BÜYÜKŞEHİR ALIM DESTEĞİNİ SÜRDÜRÜYOR
Bereketli toprakları ile tarımsal üretimde öncü bir kent olan Aydın’da çiftçilerle dayanışma içinde olan Aydın Büyükşehir Belediyesi, mahsulü tarlada kalma riski ile karşı karşıya olan çiftçilere alım desteğini sürdürüyor. Önceki yıllarda pek çok üründe yapılan alım desteği, çiftçinin yüzünü güldürmüş ve üretimde devam etmesini sağlamıştı. Ekonomide yaşanan zorluklar ile birlikte tüketicinin alım gücündeki düşüş, artan girdi maliyetleri ve benzer birçok neden üreticileri zorda bırakıyor.

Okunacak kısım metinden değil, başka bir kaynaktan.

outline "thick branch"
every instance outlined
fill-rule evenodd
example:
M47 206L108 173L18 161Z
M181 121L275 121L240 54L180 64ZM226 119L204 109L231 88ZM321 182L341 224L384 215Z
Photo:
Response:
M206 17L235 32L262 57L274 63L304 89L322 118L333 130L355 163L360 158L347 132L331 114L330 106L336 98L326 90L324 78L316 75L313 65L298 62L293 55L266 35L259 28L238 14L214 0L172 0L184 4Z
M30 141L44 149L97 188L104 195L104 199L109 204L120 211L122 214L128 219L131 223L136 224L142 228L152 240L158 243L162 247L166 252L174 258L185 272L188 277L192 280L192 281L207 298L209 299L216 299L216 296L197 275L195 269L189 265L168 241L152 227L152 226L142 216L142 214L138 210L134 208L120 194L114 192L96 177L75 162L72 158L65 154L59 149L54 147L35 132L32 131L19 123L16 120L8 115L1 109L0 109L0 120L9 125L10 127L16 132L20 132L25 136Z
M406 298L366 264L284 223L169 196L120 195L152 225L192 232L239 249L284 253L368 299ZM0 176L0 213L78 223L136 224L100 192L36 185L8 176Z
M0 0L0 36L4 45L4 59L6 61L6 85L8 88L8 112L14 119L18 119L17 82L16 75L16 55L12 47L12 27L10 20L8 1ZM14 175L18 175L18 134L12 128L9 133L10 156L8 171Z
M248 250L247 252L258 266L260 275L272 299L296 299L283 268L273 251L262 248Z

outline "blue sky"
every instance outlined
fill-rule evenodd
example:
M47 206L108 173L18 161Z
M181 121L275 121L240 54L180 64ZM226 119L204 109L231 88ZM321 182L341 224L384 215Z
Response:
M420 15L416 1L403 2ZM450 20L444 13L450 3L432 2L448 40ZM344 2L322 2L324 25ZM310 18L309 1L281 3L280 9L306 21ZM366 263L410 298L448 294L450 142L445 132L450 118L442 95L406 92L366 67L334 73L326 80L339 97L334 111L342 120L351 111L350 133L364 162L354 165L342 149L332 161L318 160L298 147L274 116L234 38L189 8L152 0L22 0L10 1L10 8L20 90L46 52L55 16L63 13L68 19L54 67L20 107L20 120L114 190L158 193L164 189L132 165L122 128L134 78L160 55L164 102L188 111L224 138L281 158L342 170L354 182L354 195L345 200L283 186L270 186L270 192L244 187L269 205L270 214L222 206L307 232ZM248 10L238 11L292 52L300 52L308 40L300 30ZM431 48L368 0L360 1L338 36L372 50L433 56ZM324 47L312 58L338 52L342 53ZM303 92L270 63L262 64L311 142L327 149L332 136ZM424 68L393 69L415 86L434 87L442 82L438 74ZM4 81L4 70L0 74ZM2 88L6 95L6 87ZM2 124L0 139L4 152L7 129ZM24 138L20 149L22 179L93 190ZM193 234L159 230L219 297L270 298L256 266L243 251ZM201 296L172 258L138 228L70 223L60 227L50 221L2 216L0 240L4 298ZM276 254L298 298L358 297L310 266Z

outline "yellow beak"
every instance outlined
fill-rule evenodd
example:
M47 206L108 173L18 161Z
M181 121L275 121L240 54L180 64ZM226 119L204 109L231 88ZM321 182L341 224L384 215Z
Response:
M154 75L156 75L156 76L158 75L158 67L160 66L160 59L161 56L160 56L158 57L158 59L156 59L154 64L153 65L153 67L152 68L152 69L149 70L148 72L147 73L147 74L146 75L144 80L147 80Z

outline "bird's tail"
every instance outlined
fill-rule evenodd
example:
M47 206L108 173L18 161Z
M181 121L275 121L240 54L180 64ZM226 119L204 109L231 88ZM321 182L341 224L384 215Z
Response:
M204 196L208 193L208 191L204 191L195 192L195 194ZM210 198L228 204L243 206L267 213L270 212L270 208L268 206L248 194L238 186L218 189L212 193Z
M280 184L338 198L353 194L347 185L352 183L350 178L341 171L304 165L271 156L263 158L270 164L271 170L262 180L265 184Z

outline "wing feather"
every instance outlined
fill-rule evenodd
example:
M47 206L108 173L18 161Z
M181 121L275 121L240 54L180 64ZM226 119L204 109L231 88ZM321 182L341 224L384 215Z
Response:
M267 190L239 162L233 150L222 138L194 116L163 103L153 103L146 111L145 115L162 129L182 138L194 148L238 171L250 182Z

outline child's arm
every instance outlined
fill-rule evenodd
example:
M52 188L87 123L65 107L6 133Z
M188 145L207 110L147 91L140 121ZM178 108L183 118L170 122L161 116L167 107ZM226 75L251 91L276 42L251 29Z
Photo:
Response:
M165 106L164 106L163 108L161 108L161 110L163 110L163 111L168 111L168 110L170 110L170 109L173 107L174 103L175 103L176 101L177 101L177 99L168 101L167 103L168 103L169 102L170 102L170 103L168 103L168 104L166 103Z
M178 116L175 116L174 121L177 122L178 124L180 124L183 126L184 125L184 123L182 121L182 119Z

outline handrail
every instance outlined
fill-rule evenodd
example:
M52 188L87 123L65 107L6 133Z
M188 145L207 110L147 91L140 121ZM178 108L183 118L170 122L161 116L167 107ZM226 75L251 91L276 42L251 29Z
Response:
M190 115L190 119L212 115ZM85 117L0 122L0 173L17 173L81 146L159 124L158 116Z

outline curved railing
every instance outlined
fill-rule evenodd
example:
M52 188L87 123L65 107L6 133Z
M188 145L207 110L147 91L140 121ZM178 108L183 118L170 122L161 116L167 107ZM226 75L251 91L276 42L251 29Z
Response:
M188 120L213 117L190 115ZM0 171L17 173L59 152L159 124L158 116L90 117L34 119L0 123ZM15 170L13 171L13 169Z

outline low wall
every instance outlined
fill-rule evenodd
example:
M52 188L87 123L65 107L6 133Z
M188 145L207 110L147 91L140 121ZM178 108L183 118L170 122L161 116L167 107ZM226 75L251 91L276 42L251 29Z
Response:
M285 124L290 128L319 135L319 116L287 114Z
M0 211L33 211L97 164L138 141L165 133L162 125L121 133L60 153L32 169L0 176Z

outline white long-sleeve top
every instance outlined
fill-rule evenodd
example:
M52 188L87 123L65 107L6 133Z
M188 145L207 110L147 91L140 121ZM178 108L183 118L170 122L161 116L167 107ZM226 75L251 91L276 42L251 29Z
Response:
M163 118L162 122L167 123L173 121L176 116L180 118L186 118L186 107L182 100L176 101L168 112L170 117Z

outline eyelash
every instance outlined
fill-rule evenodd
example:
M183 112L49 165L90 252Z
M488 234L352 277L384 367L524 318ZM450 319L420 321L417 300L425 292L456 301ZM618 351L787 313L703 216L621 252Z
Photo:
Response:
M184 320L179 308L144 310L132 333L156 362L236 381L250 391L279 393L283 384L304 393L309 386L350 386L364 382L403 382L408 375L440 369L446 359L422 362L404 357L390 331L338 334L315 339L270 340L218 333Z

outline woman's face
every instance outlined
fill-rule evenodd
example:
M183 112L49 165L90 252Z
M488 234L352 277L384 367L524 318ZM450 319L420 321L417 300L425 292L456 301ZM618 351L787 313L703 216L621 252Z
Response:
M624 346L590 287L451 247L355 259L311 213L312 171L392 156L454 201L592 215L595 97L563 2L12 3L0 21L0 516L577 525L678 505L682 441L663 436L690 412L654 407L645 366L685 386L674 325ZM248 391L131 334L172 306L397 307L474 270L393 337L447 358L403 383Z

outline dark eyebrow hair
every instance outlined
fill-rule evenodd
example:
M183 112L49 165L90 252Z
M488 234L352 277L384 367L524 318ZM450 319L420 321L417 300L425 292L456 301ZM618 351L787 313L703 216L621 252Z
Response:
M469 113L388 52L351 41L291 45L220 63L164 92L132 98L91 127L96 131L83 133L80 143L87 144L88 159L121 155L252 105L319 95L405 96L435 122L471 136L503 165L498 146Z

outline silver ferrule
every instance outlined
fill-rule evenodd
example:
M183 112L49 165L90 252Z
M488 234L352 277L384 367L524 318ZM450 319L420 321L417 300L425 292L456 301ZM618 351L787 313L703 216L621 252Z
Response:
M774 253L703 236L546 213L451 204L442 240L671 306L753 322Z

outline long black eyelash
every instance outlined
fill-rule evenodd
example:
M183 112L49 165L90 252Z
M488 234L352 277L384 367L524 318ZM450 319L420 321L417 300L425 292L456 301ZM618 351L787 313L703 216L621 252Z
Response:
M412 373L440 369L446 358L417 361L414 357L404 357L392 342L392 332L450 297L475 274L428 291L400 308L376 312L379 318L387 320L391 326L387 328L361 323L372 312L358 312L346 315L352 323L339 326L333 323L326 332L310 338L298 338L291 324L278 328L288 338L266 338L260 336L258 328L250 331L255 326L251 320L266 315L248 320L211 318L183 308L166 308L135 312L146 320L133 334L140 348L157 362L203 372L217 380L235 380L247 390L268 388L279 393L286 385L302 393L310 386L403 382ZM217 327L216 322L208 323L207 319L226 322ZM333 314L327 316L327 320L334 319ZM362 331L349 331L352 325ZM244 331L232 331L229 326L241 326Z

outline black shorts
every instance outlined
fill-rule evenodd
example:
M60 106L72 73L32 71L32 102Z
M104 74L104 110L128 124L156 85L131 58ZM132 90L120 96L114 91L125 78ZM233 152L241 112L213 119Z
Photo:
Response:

Çiftçilerin bu süreçlerden yara almadan çıkmaları ve emeklerinin toprakta kalmaması için Aydın Büyükşehir Belediyesi’nin alım desteğinde bulunacağını belirten Başkan Özlem Çerçioğlu, önceki yıllarda farklı ürünlerde yapılan bu desteği marul üreticiliği yapan kadın girişimci Gülcan Altıner ile sürdürdü. Tarlada kalma riski ile karşı karşıya olan ürünleri alan Büyükşehir Belediyesi, bu ürünleri Sosyal Hizmetler Dairesi Başkanlığı’nca belirlenen ihtiyaç sahibi ailelere ücretsiz olarak dağıttı.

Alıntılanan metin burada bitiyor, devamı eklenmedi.